Here’s what was left of the original. Glass bottom boat without the glass.
Front halves are easy. Out with the old, in with the new.
The parts I can’t buy I’ll fabricate out of stock steel. I’ll plug weld and short seam all the new pieces, get the cab squared up and structurally sound so that four guys can carry it up the hill without wracking it. Then my friend Mike Connelly will haul it to his garage on a trailer and we (mostly he) will finish it up on the big machine.
My welder has a limited duty cycle, Mike’s got an industrial-grade beast that’ll burn wire all day.
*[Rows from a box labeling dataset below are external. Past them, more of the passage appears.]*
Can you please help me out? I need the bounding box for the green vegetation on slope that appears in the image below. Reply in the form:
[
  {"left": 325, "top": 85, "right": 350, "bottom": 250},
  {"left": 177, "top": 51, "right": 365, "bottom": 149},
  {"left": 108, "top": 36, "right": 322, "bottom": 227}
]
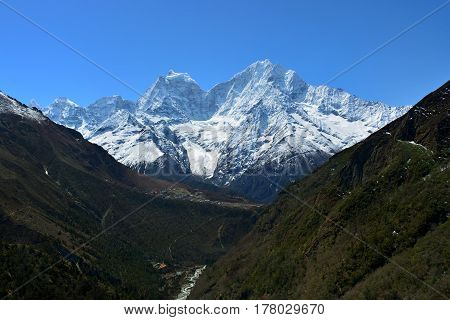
[{"left": 0, "top": 96, "right": 255, "bottom": 299}]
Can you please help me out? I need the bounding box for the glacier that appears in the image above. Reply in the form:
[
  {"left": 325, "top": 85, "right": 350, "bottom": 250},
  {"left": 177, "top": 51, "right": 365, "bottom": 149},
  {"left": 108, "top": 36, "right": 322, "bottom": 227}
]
[{"left": 38, "top": 60, "right": 410, "bottom": 201}]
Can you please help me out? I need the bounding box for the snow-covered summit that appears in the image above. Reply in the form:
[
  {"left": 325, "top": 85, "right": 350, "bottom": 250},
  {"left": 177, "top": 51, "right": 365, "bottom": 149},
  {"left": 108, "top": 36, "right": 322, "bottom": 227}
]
[
  {"left": 0, "top": 91, "right": 47, "bottom": 122},
  {"left": 46, "top": 60, "right": 409, "bottom": 199}
]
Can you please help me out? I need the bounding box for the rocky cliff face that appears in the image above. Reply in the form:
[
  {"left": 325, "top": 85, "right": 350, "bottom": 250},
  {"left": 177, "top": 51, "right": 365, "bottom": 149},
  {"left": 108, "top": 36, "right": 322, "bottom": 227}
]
[{"left": 40, "top": 60, "right": 409, "bottom": 201}]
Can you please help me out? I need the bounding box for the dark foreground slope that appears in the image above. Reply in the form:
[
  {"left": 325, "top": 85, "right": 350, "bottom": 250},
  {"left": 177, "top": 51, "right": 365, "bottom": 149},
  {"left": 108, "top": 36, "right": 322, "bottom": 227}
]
[
  {"left": 0, "top": 93, "right": 254, "bottom": 299},
  {"left": 191, "top": 82, "right": 450, "bottom": 299}
]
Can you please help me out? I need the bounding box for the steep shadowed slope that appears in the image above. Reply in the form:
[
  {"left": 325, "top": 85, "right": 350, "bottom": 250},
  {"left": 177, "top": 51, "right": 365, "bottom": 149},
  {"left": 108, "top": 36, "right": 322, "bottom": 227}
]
[
  {"left": 192, "top": 82, "right": 450, "bottom": 299},
  {"left": 44, "top": 60, "right": 410, "bottom": 202},
  {"left": 0, "top": 93, "right": 254, "bottom": 299}
]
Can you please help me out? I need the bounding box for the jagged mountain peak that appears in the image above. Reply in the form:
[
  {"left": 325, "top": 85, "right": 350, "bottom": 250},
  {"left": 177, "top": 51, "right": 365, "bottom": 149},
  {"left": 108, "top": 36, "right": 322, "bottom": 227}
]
[
  {"left": 52, "top": 97, "right": 79, "bottom": 107},
  {"left": 44, "top": 60, "right": 409, "bottom": 200},
  {"left": 0, "top": 91, "right": 47, "bottom": 122}
]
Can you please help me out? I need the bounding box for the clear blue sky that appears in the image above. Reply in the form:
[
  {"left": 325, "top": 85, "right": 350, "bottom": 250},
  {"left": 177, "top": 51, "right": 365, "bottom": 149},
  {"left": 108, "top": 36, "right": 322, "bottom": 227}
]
[{"left": 0, "top": 0, "right": 450, "bottom": 105}]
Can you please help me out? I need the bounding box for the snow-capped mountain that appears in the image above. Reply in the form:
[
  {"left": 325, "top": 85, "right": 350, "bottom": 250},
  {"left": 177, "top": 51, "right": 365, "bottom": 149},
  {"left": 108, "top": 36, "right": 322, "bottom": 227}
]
[{"left": 39, "top": 60, "right": 409, "bottom": 200}]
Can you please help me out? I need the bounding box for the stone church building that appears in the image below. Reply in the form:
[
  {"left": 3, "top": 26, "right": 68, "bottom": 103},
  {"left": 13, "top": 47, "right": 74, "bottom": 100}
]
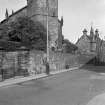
[
  {"left": 0, "top": 0, "right": 63, "bottom": 49},
  {"left": 76, "top": 27, "right": 102, "bottom": 54}
]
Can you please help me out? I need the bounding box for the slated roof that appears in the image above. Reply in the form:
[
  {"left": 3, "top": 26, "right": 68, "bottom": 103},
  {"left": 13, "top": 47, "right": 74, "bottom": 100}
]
[{"left": 1, "top": 6, "right": 27, "bottom": 24}]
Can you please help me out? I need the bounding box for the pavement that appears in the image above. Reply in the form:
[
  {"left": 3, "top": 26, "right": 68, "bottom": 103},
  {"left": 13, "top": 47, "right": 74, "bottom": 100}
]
[
  {"left": 0, "top": 67, "right": 79, "bottom": 87},
  {"left": 0, "top": 67, "right": 105, "bottom": 105},
  {"left": 87, "top": 93, "right": 105, "bottom": 105}
]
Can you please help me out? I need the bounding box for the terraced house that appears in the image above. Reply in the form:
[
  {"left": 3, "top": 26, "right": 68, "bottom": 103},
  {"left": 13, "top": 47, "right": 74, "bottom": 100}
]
[
  {"left": 76, "top": 27, "right": 102, "bottom": 54},
  {"left": 1, "top": 0, "right": 63, "bottom": 49}
]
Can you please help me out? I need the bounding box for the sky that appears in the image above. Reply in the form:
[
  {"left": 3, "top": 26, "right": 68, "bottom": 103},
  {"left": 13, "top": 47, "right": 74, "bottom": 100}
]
[{"left": 0, "top": 0, "right": 105, "bottom": 43}]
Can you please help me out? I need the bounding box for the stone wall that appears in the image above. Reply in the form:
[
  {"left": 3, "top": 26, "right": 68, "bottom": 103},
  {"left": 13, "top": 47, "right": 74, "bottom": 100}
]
[{"left": 0, "top": 50, "right": 93, "bottom": 78}]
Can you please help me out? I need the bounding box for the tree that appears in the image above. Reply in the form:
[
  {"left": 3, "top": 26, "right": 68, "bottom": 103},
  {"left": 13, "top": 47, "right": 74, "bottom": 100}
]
[
  {"left": 1, "top": 17, "right": 47, "bottom": 50},
  {"left": 63, "top": 39, "right": 78, "bottom": 53}
]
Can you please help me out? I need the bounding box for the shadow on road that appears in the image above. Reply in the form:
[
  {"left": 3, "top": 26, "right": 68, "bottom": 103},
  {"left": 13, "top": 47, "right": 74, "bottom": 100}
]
[{"left": 80, "top": 64, "right": 105, "bottom": 73}]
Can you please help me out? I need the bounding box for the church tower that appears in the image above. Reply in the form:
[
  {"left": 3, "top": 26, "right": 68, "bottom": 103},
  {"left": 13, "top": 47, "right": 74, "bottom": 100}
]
[{"left": 27, "top": 0, "right": 58, "bottom": 47}]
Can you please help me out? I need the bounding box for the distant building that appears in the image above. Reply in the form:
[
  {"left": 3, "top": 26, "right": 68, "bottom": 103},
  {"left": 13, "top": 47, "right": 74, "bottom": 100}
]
[
  {"left": 76, "top": 27, "right": 101, "bottom": 54},
  {"left": 1, "top": 0, "right": 63, "bottom": 49}
]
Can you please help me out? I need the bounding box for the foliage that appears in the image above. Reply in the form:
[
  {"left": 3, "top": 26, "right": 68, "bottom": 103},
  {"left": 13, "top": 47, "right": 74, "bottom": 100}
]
[
  {"left": 0, "top": 17, "right": 47, "bottom": 50},
  {"left": 63, "top": 39, "right": 78, "bottom": 53}
]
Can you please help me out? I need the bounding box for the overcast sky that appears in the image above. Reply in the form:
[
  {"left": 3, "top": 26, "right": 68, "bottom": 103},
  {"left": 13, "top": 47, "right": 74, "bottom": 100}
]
[{"left": 0, "top": 0, "right": 105, "bottom": 43}]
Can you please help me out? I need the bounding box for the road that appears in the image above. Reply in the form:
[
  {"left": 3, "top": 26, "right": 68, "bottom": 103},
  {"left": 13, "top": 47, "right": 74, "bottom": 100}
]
[{"left": 0, "top": 68, "right": 105, "bottom": 105}]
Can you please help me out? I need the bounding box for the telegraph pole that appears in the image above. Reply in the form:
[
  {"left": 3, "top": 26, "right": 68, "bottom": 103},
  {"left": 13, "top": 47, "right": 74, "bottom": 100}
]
[
  {"left": 46, "top": 0, "right": 49, "bottom": 63},
  {"left": 46, "top": 0, "right": 50, "bottom": 75}
]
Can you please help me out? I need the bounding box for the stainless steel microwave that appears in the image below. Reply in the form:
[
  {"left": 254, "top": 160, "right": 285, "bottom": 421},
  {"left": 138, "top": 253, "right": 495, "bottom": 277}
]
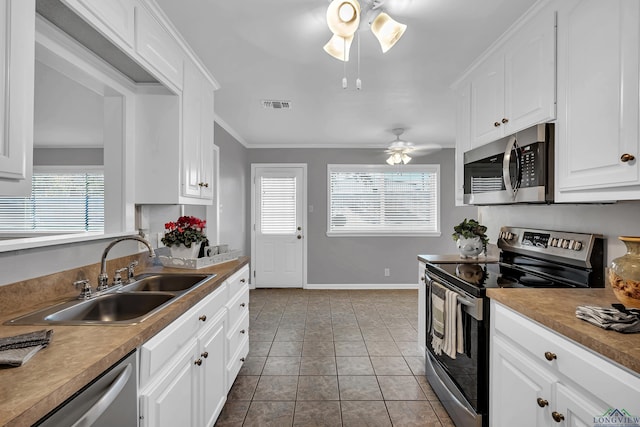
[{"left": 464, "top": 123, "right": 554, "bottom": 205}]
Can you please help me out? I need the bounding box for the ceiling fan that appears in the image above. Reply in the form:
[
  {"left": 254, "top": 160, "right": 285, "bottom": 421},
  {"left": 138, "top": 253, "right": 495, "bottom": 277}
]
[{"left": 385, "top": 128, "right": 441, "bottom": 166}]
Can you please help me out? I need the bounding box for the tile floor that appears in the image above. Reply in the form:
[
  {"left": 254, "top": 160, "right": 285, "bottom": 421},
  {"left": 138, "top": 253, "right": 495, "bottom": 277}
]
[{"left": 216, "top": 289, "right": 454, "bottom": 427}]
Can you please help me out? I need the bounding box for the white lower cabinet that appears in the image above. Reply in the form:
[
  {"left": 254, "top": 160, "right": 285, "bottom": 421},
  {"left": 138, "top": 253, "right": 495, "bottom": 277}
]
[
  {"left": 226, "top": 266, "right": 249, "bottom": 391},
  {"left": 489, "top": 300, "right": 640, "bottom": 427},
  {"left": 139, "top": 280, "right": 235, "bottom": 427}
]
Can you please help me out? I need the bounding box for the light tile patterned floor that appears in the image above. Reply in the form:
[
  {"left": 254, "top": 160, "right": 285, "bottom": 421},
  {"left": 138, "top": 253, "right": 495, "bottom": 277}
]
[{"left": 216, "top": 289, "right": 454, "bottom": 427}]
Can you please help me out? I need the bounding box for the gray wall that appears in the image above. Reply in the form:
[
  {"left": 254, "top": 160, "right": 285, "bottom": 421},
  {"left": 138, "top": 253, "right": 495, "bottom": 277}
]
[
  {"left": 214, "top": 123, "right": 251, "bottom": 255},
  {"left": 478, "top": 201, "right": 640, "bottom": 264},
  {"left": 246, "top": 148, "right": 477, "bottom": 285}
]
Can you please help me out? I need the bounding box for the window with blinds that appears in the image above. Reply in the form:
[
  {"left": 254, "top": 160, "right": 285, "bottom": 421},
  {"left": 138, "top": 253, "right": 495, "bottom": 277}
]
[
  {"left": 327, "top": 165, "right": 440, "bottom": 235},
  {"left": 260, "top": 176, "right": 297, "bottom": 235},
  {"left": 0, "top": 171, "right": 104, "bottom": 233}
]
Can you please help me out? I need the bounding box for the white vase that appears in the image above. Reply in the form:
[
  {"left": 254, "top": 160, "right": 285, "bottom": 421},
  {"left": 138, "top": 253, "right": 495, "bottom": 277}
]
[
  {"left": 169, "top": 243, "right": 200, "bottom": 259},
  {"left": 456, "top": 236, "right": 482, "bottom": 258}
]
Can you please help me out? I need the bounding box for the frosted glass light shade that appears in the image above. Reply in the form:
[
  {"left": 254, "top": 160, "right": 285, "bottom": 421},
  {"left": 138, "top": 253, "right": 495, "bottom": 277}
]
[
  {"left": 370, "top": 12, "right": 407, "bottom": 53},
  {"left": 327, "top": 0, "right": 360, "bottom": 37},
  {"left": 323, "top": 34, "right": 353, "bottom": 62}
]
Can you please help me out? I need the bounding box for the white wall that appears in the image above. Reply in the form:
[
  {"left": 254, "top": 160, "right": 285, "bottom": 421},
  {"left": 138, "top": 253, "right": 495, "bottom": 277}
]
[{"left": 478, "top": 201, "right": 640, "bottom": 264}]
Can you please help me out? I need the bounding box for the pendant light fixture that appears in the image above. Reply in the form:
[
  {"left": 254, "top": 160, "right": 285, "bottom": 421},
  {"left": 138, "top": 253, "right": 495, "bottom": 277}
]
[{"left": 324, "top": 0, "right": 407, "bottom": 89}]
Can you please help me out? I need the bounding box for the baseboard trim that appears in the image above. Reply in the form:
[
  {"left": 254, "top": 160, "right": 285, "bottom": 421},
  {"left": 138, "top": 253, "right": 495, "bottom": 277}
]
[{"left": 304, "top": 283, "right": 418, "bottom": 290}]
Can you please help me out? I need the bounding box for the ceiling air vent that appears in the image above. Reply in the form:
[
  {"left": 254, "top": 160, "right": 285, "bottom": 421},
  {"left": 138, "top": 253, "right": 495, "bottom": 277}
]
[{"left": 260, "top": 99, "right": 291, "bottom": 110}]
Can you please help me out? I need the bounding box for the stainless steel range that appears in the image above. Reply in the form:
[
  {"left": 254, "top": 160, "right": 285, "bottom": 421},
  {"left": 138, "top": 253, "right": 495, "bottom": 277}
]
[{"left": 425, "top": 227, "right": 606, "bottom": 427}]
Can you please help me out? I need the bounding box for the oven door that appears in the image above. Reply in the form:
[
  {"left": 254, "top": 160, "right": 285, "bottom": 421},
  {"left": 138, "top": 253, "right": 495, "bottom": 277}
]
[{"left": 425, "top": 275, "right": 489, "bottom": 427}]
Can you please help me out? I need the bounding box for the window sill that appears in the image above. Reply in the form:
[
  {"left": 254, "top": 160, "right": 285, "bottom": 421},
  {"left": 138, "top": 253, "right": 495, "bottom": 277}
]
[
  {"left": 0, "top": 231, "right": 136, "bottom": 253},
  {"left": 327, "top": 231, "right": 442, "bottom": 237}
]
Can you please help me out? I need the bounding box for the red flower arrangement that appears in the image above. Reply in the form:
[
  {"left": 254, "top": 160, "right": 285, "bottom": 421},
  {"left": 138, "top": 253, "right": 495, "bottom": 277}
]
[{"left": 161, "top": 216, "right": 207, "bottom": 248}]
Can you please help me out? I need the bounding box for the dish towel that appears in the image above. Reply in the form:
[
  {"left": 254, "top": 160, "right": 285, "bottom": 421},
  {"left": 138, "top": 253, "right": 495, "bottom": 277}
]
[
  {"left": 0, "top": 329, "right": 53, "bottom": 366},
  {"left": 431, "top": 282, "right": 447, "bottom": 355},
  {"left": 442, "top": 289, "right": 462, "bottom": 359},
  {"left": 576, "top": 305, "right": 640, "bottom": 334}
]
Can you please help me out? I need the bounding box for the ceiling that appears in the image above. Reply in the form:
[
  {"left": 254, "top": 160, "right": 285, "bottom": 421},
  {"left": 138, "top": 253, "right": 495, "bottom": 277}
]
[{"left": 156, "top": 0, "right": 535, "bottom": 148}]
And he’s a crackerjack welder, I just stick one piece of metal to another.
Look at the rot in the main support I cut out of the back of the floor, under the cab corners. It had no rust whatsoever when I bought it, after 46 years in Alabama; now it’s crumbling after 15 winters on our salty New England roads. (See my 1995-97 restoration of the truck here.)
The two rear mounts are designed to move as the truck turns and the weight shifts. That stamped-steel beam takes all the stress when it does. It supports most of the weight of the cab, the seat, driver, passenger, and a 17-gallon gas tank bolted to the back wall. (I wonder if that was Ford’s big safety improvement in the post-war “Bonus Built” truck, getting the gas tank out from under the seat and putting it behind the seat. That way you get blown out through the windshield instead of up through the roof, dust yourself off, buy another Ford.)
Nobody makes this piece new. I’ll have to fabricate something from scratch. I’m thinking of a hybrid steel/wood structure made of inch-and-a-half angle iron, 16 gauge sheet metal and hardwood. I’ve asked my friend John Ross to find me a plank of rot-proof West Virginia locust when he visits the old folks later this month.